Do native Israeli women get nervous about picking up trempers as well?
I actually remembered that I have picked up a couple of people, both times when I was at a local, smallish shopping center and the women asked me as I was walking to the car if I was going to a specific place, which I was. For some reason I didn't feel threatened at all.
And I guess if I lived on a Yishuv with people waiting at the trempiada, I'd probably get used to the idea of stopping as well.
Do you guys let your children tremp? Or did you when they were younger?
I understand that in Brooklyn, aggressive little old women will hop in a car for a ride home. sort of the americanized version...

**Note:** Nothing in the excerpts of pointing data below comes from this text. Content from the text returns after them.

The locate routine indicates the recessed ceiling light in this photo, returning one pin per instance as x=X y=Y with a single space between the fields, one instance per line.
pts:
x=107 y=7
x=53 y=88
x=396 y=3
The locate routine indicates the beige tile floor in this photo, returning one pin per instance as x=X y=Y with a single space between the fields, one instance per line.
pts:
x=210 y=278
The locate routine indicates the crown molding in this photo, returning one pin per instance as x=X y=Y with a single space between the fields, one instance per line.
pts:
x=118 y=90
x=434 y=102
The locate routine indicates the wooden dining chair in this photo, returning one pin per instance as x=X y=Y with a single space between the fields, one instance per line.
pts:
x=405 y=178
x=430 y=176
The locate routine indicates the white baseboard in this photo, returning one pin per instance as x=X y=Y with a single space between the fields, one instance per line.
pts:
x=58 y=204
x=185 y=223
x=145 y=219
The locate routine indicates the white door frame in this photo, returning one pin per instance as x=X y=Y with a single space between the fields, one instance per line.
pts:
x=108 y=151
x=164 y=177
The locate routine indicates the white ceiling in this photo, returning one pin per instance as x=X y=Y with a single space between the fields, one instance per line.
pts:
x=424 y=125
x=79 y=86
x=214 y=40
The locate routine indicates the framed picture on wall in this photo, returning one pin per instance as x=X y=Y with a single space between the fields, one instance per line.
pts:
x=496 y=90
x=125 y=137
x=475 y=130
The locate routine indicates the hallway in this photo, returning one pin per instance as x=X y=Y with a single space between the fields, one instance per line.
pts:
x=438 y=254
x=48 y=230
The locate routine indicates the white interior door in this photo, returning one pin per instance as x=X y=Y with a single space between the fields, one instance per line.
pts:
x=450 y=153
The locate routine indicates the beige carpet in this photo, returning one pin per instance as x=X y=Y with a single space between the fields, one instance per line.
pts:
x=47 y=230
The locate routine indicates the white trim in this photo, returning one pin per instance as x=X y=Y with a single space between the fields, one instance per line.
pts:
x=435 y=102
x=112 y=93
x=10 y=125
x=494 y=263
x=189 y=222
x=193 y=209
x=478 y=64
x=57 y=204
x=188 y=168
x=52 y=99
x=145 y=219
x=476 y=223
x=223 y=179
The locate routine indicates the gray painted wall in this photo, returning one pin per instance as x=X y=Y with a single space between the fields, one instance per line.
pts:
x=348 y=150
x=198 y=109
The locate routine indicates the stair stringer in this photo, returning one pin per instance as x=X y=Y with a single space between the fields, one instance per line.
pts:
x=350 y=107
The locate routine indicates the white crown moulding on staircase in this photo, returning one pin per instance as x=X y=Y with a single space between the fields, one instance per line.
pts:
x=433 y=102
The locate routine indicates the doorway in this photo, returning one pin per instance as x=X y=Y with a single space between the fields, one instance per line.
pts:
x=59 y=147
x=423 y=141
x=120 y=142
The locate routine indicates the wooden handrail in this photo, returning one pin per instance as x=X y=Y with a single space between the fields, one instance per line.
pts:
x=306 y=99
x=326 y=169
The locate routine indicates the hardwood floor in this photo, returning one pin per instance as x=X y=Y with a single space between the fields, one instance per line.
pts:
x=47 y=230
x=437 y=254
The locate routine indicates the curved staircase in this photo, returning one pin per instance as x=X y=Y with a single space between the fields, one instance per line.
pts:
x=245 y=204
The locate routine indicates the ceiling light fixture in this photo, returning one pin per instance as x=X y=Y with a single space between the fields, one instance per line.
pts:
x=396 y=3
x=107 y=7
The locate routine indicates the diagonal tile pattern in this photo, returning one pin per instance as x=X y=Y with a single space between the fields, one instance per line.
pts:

When my daughter told me she tremps, I freaked out. No, i'm not proud of my reaction (and she loves to imitate my near hysteria), but I saw a LOT of movies....
Be careful everyone.
CK
I inadvertantly picked up a tremper....I stopped at a red light, and the 80+ old lady on the corner was sure I had stopped for her because she needed a ride to Talpiot, so she just got in and chattered to me in Hebrew, most of which I wholly failed to comprehend.....but I drove her to Talpiot anyway. Didn't worry much about being mugged by someone that age and female....
I would never tremp or pick up most trempers--from my days in the Old Country as a criminal prosecutor, I was too aware that 90% of all hitchhikers have criminal records, and a huge percentage of men who pick up women do so with criminal intentions.
Aliyah--that's what I mean. In America if you hitchhiked or picked up a hiker, you would be probably be raped and killed. But here that rarely happens.
Twelve years ago, as newlyweds, Eric and I had the money for a flight to Israel for our honeymoon and that was it. So we tremped everywhere (including into gaza!) we told our parents that we were taking buses (and they were nervous about that)
I remember what it felt like to stand out in the heat hoping someone would stop so now I insist Eric pull over whenever we see a tremper. But would I do it if I was driving alone? If it was a woman, probably, but not for a man. The states are too firmly ingrained in my psyche.